When I was a kid I had a recurring dream about being lost in stars. It wasn’t always exactly the same every time, but the theme was the same: I would be spinning around at night until I fell down, facing up. The world would feel like it was still spinning and pulsing from my spin as I laid there, staring up at the night sky. The stars filled the sky in an abundance that I never saw in waking life. There were colors and groups like the Milky Way but also like galaxies and large planets. The stars and planets were moving fast through the sky and I felt like I was getting lost in them. Sometimes I felt like I was rising up to them. Other times I would stand up and reach as high as I could, trying to touch them.
For as far back as I can remember I have felt like I was “not from here”. As a child, I never really knew exactly what that meant. All I knew was I didn’t feel I fit in with people. I got along fine with my parents and all.. I usually had at least one friend at school.. but I was different, I always was. At some point I figured the feeling of “not being from here” might mean I was from Mars. It seemed logical enough! Mars was right there, beside Earth. Maybe it used to be more like Earth, billions of years ago? I figured it could be true. I never really thought I was from Mars, but it was fun to think I was. I also got the feeling that I had a “family” of sorts that was “out there”, watching me from afar. It was never that I had any issues with my actual family.. it was just I had these strong feelings, these knowings, and I felt driven to hold on to them. I was nervous though, by these feelings, so I usually just thought of those others as “them”. “They” were out there. “They” would help me if I needed them to.
If I was quiet, I never felt alone. I loved just being by myself, reading or exploring or playing with my toys or my dog. I guess it was a good thing I was an only child who didn’t have a lot of friends.

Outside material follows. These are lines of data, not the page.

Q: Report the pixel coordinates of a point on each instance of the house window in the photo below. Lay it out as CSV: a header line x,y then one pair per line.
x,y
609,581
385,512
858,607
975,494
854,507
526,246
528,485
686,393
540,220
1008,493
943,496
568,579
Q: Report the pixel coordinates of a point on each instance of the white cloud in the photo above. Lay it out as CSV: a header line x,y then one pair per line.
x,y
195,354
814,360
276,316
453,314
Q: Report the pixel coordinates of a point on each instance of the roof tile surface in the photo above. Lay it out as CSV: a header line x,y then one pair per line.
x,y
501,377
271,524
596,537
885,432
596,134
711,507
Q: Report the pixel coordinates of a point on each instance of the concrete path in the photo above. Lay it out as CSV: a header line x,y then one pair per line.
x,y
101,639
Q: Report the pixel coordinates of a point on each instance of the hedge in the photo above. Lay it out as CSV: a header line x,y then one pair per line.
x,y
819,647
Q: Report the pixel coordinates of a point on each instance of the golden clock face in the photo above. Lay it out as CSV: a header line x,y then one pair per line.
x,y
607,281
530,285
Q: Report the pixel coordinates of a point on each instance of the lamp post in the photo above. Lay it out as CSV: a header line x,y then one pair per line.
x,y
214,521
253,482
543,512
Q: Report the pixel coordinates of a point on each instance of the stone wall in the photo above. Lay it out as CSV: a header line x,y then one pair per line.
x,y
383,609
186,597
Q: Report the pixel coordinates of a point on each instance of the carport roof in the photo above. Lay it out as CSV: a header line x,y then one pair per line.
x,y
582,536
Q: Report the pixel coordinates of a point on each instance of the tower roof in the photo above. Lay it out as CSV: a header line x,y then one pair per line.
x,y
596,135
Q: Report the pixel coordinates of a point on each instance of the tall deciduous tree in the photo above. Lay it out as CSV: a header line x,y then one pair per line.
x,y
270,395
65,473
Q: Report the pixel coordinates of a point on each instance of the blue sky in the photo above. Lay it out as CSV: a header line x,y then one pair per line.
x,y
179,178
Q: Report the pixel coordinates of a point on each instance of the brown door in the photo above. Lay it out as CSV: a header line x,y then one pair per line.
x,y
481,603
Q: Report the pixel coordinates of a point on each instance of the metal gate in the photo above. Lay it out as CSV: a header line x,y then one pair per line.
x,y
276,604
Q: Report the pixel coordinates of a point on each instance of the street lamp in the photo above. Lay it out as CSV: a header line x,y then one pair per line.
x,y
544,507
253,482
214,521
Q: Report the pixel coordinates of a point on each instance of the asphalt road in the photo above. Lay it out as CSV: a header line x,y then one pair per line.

When I was around 13 or so I had a very strange thing happen to me. I felt like I had a lump in my upper arm, near the back. It was solid, hard, not too big. But it was definitely real. My parents were at work and I was scared. I called my mom and she said to go to the doctor and have him take a look at it, so I did. He felt it and told me he didn’t know what it was. I forget how he said it exactly, but he didn’t hide the fact that there was a possibility it could be a tumor (he didn’t elaborate on benign or not). We were sent to a specialist. This time my mom went with me. The specialist was baffled! He had no idea what it could be. I forget if they took xrays or what they did, but in any case, he called it an enigma and made an appointment for us to go to the Children’s Hospital for further evaluation. The night before that appointment, I was very scared. As I tried to fall asleep, I kept repeating in my mind over and over that I wanted “them” to come and take away the lump. Please please, take it away! The next day we went to the appointment and the doctor there was very confused as to why we were there. There was no lump! There was nothing there! He could see the notes the other doctors had made, but it didn’t matter.. because there was nothing there.
I was convinced “they” had taken it away. I’m sure there could be a more scientific explanation (now that I’m older and more reasonable), but it really doesn’t matter. The feelings remain.
I had my own language as a child as well. I spoke it often to myself or my pets. I’d be the first to admit it doesn’t have any real “translation”. There’s no one word that I say that could be translated into an English equivalent. The language is more a rush of sounds put together to sound like words in response to feelings/thoughts. It’s very hard to explain. I can still speak it.
When I was in my early 20s I started to learn about various different spiritual, metaphysical, and just “different” thinkings and writings. I explored ideas about the soul, past lives, and such. I learned the term “starseed”. I wanted to learn about my past lives, I wanted to learn more about where I’d been before. For as long as I can remember I have loved dreams and been able to remember them and (at times) control them, so when I learned to ask for answers in dreams I started doing that.
I vividly remember a dream where I was in a brightly lit but old-looking stone building.. huge place, lots of big rooms and hallways with arched doorways leading off to more rooms. The stones were cream/light colored. There were two or three men standing near me, dressed in robes. They hadn’t seen me. There were tables filled with people behind me. The men were talking in another language, but I could understand them perfectly and spoke to them in that language too. They looked at me, shocked. “You know our language,” one said. “You are a VERY old soul.”
Another dream I was on a grassy hill with a forest behind me and a city’s twinkling lights in front of me. The sky was filled with stars and I wanted to know where I was from. There was a rocket (a bit like a toy rocket that could be fired off) on the ground in front of me and as I kneeled down to look at it, I could clearly see the word “SIRIUS” written on it.
So this is my story of why I think I’m from another world. I don’t know if it’s true or not. I won’t know until I move on from this life, but it feels right, it feels good, and it doesn’t do any harm to think about, so I will continue to explore.